Arriving last night we were met by Eleanor and Bernie at the airport and driven to Nenagh, which is the noise our children made, and now our grandchildren make,  when playing at police and ambulance cars. In that sense it is doubly familiar. The wide streets, the small shops with the dark rich colours and Celtic style signs, the stone, the dark green of the grass, the morning mist, the shops that go back and back, as I remembered from previous visits when, in a different place, in another inn, about four rooms back from the main bar Ciaran Carson was singing and playing.

Brian's B and B where we are staying is very comfortable and the food is angelic, Brian's daughter being home from Florida where she is a top pastry cook. Brian himself makes bread. We are the only guests here at the moment but others will arrive this afternoon.

Last night we were offered the option of seeing Peter Sheridan perform his one man play, '44 Seville Place', which is based on his memories of living in a poor part of Dublin and runs the chronology from the early fifties to 1970, preceded by prologue involving a missed movie production that would have starred Sean Penn, and involved a drive across the US with him.

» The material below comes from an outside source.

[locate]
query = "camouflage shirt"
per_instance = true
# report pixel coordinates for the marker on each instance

The theatre is a very simple affair with far too high a stage so Sheridan performed, unamplified, from floor level. He doesn't need much, just a cardboard guitar and a real one. He is a very assured performer and raconteur, seamlessly weaving together anecdotes of early and late childhood, the amusing and the tragic, full of cultural resonance for an audience who were mostly of the right vintage and well prepared for a performance as intimate yet as bold as this. The local references mostly lost me, all I remember is that Dublin looked one way to me in the 1980s and quite different by the late 90s. Dublin had become an international city quite different from the relatively monocultural place it had been some dozen years before.

Intimacy and monoculturalism are twins: we trust what we know, we know what we trust. It tends sometimes to have a slightly excluding-while-welcoming sense to me if only because I know - as I do in England too, though in a different way - that being in a place is never quite the same as being of it.

So Sheridan's virtuosic trawl through Dublin life, and by that token Irish life too, was familiar to me in the sense that I already had the general picture and have had it for some years. The characters step out of a landscape I have visited before. They rise and perform. There's the church cracking down, the school with its harsh ways, the dodges, the whispers, the bawling, the early death, the first love, the family (always the family) and the singing (always the singing) though in this case the songs are by Lennon and McCartney. And, while Sheridan sings snatches of songs in a fine baritone voice, we end with community singing, everyone joining in with When I'm Sixty-Four.

It is what the tribe has been through and survived. It is what has held it together and kept it going. In the film of the tribe this is the scene from It's a Wonderful Life when the suffering gives way to the close warmth of true friends.

Life is myth: but what else is there?

1 comment:

Gwil W said...

George, I'm curious about your "angelic" food. We were just in Bohemia at a pink B&B where we offered a breakfast plate of liquidy fried eggs upon slices of cold pink meat, or alternatively a brace hotdog sausages with a squirl of something darkly squeezed at the side which turned out to be sweet mustard. Certainly not "angelic".